En materia económica, el Frente Encuentro Misionero reclama la reducción de cargas impositivas nacionales, beneficios fiscales diferenciales por la condición de economía de frontera y regímenes especiales de incentivo a la inversión, la innovación tecnológica y las energías renovables. Respalda a los productores rurales y a las economías regionales, y sostiene que la competitividad provincial requiere «políticas activas de Estado, no solo retórica de libre mercado“. Esta posición no se alinea de manera lineal con el ideario libertario en boga a nivel nacional.
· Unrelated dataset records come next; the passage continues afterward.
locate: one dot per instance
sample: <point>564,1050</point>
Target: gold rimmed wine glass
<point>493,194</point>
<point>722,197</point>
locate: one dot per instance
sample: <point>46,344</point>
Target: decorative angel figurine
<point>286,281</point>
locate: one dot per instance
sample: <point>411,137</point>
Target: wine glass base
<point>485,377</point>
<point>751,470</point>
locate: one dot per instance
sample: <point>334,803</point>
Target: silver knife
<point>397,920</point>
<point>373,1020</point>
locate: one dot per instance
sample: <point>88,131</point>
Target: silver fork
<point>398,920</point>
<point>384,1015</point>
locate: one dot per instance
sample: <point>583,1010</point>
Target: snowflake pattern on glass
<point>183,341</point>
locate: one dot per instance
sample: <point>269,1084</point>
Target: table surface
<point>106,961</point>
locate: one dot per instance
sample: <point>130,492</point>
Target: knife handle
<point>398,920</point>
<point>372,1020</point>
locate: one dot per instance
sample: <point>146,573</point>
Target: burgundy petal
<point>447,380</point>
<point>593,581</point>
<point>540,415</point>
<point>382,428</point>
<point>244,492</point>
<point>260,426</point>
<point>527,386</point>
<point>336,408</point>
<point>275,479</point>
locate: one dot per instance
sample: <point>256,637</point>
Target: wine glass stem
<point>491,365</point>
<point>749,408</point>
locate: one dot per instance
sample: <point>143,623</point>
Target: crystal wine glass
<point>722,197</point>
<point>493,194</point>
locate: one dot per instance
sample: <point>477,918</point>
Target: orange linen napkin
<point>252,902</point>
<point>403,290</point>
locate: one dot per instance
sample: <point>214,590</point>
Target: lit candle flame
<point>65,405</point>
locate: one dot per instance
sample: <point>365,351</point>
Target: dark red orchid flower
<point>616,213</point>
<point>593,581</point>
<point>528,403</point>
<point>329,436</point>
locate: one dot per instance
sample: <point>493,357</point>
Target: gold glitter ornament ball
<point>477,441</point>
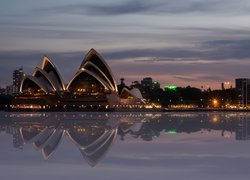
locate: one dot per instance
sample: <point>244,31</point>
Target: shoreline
<point>129,110</point>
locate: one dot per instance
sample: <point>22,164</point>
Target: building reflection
<point>94,133</point>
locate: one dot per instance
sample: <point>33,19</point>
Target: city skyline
<point>195,43</point>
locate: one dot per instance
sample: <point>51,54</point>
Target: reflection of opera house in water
<point>92,87</point>
<point>93,133</point>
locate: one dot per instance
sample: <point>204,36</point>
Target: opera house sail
<point>92,87</point>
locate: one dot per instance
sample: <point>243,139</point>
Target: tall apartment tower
<point>242,86</point>
<point>17,79</point>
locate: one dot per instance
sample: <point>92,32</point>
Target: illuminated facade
<point>92,87</point>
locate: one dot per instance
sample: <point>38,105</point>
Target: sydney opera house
<point>92,87</point>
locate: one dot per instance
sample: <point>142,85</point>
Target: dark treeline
<point>191,96</point>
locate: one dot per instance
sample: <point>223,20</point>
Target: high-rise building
<point>147,82</point>
<point>17,80</point>
<point>242,86</point>
<point>243,129</point>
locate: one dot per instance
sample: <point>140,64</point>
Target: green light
<point>171,131</point>
<point>171,88</point>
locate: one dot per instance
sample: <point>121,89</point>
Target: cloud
<point>213,51</point>
<point>152,7</point>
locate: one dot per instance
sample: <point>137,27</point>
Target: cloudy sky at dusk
<point>192,42</point>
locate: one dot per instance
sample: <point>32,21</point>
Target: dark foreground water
<point>125,146</point>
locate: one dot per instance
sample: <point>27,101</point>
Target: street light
<point>215,103</point>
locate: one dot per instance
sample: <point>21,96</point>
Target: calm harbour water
<point>121,146</point>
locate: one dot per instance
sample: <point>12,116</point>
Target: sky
<point>192,42</point>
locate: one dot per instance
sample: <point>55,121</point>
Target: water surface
<point>125,145</point>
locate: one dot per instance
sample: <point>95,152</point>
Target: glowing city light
<point>171,88</point>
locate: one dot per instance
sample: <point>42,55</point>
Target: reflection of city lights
<point>215,103</point>
<point>215,118</point>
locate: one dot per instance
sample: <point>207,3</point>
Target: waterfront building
<point>17,80</point>
<point>93,86</point>
<point>9,90</point>
<point>243,89</point>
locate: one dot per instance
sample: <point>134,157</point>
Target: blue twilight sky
<point>189,42</point>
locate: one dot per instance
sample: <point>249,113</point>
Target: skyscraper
<point>17,79</point>
<point>243,88</point>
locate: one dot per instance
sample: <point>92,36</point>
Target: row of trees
<point>190,95</point>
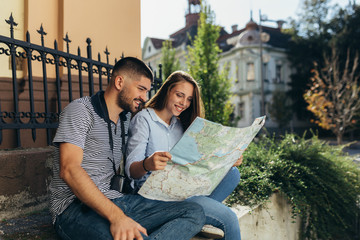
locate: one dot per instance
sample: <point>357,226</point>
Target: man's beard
<point>126,103</point>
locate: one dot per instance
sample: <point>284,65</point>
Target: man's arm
<point>121,226</point>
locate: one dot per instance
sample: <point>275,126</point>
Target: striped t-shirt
<point>81,125</point>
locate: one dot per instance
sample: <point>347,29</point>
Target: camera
<point>121,183</point>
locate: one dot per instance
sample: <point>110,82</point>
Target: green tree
<point>203,64</point>
<point>334,96</point>
<point>169,62</point>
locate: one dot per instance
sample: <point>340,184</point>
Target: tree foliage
<point>319,180</point>
<point>203,64</point>
<point>334,96</point>
<point>169,61</point>
<point>320,27</point>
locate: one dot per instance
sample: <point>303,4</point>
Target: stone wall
<point>24,179</point>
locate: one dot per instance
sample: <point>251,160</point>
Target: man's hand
<point>238,162</point>
<point>157,161</point>
<point>124,228</point>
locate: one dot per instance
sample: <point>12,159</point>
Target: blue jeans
<point>162,220</point>
<point>217,214</point>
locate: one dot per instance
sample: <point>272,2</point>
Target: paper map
<point>200,160</point>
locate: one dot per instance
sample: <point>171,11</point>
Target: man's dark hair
<point>133,66</point>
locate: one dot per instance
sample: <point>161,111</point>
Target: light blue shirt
<point>148,134</point>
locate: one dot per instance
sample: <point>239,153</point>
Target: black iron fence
<point>38,104</point>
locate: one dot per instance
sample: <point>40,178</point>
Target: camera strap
<point>98,101</point>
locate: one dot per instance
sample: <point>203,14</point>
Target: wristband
<point>144,166</point>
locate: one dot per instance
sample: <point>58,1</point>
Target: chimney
<point>234,27</point>
<point>280,23</point>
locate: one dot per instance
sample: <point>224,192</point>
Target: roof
<point>157,42</point>
<point>277,38</point>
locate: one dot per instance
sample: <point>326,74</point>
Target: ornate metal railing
<point>74,65</point>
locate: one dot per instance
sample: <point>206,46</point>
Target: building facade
<point>255,79</point>
<point>112,26</point>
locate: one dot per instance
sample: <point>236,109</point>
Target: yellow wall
<point>114,24</point>
<point>16,7</point>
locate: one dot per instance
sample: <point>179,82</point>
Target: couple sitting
<point>90,144</point>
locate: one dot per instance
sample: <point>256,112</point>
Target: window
<point>241,110</point>
<point>250,71</point>
<point>278,77</point>
<point>265,69</point>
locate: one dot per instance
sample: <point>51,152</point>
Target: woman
<point>156,129</point>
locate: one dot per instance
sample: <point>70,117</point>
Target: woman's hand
<point>157,161</point>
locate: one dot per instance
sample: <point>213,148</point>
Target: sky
<point>160,18</point>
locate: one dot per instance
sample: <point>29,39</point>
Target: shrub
<point>320,181</point>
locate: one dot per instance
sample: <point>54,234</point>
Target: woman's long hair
<point>196,108</point>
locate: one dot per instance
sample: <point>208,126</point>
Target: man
<point>89,149</point>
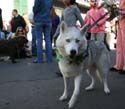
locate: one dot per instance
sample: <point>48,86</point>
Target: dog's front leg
<point>65,93</point>
<point>77,81</point>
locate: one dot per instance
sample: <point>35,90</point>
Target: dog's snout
<point>73,52</point>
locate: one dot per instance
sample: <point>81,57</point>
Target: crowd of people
<point>45,25</point>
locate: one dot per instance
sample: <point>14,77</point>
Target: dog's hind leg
<point>106,89</point>
<point>65,93</point>
<point>77,81</point>
<point>91,73</point>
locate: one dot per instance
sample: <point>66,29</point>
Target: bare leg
<point>77,81</point>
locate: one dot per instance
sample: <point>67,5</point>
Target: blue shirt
<point>41,11</point>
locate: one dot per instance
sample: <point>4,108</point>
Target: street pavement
<point>26,85</point>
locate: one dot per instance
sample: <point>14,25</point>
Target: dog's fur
<point>72,44</point>
<point>12,46</point>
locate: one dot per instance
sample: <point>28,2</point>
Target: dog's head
<point>71,40</point>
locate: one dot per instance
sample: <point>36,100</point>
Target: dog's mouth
<point>73,54</point>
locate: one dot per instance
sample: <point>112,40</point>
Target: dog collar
<point>79,58</point>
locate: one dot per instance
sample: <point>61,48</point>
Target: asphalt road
<point>36,86</point>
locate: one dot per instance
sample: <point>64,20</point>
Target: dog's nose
<point>73,53</point>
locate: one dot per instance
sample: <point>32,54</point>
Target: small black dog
<point>12,46</point>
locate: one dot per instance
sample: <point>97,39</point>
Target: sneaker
<point>59,74</point>
<point>36,61</point>
<point>113,69</point>
<point>122,72</point>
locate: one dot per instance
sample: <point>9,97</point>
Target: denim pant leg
<point>47,32</point>
<point>34,50</point>
<point>39,38</point>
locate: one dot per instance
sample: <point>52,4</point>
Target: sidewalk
<point>35,86</point>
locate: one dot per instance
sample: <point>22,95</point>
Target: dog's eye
<point>77,40</point>
<point>67,40</point>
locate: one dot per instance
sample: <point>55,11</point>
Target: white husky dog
<point>78,56</point>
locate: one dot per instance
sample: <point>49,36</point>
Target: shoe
<point>113,69</point>
<point>35,61</point>
<point>122,72</point>
<point>59,74</point>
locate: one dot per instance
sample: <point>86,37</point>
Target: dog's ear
<point>63,27</point>
<point>84,29</point>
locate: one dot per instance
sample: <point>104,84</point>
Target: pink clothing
<point>120,45</point>
<point>93,15</point>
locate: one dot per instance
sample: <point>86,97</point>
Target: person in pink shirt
<point>120,45</point>
<point>98,31</point>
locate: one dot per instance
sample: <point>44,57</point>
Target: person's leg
<point>39,38</point>
<point>100,37</point>
<point>119,54</point>
<point>47,31</point>
<point>34,51</point>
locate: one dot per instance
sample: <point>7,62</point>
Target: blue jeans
<point>43,29</point>
<point>2,35</point>
<point>34,49</point>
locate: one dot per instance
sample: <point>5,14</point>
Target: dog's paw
<point>63,98</point>
<point>106,90</point>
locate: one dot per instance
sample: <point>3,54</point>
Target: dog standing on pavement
<point>79,56</point>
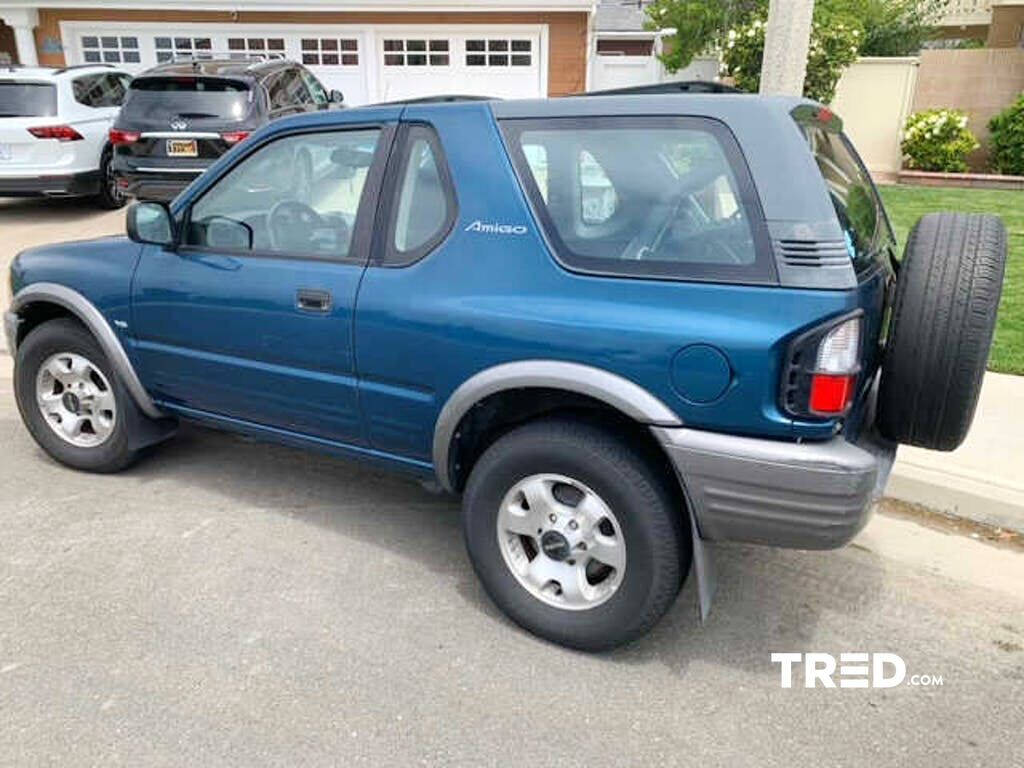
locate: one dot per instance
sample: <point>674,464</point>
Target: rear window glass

Otros ejes del manifiesto incluyen la economía del conocimiento, la modernización tecnológica del Estado, la digitalización de las chacras multiproductivas y la defensa del patrimonio cultural y ambiental misionero. El documento combina así demandas del interior productivo con una agenda de modernización que el espacio presenta como propia de la identidad misionera.
Uno de los puntos que distingue al nuevo frente es el capítulo dedicado a las nuevas generaciones. El espacio compromete la participación de los jóvenes “en candidaturas efectivas, en cargos ejercidos, en decisiones compartidas”, y se distancia de los discursos de juventud sin correlato práctico. La apelación explícita a ciudadanos sin militancia previa busca capturar segmentos que en los últimos años se movieron por fuera de las estructuras tradicionales.
La convocatoria se dirige a militantes de partidos con historia, a dirigentes con trayectoria, productores, sindicalistas, académicos, organizaciones sociales y representantes del sector privado y público. El espacio no exige el abandono de identidades previas, lo que amplía el arco de adhesión posible.
El cambio de nombre no fue una decisión improvisada. Según trascendió, Carlos Rovira —quien desde su rol de diputado provincial maneja los hilos de la política misionera desde principios de siglo— anunció la nueva denominación en una reunión reservada dos semanas antes del lanzamiento formal. Ese encuentro, denominado “la previa” por realizarse antes de las sesiones legislativas, es el ámbito de discusión política del espacio. Allí, Rovira sepultó el nombre de Frente Renovador de la Concordia y anunció que, a partir de entonces, pasarán a denominarse Encuentro Misionero.
El lanzamiento funciona como un reordenamiento del oficialismo provincial: una marca nueva para capitalizar la gestión existente, ampliar la base política y reafirmar a Misiones como sujeto autónomo frente al gobierno central. La composición dirigencial definitiva del espacio y los vínculos —o tensiones— que establecerá con las fuerzas nacionales de cara al próximo ciclo electoral todavía están por definirse.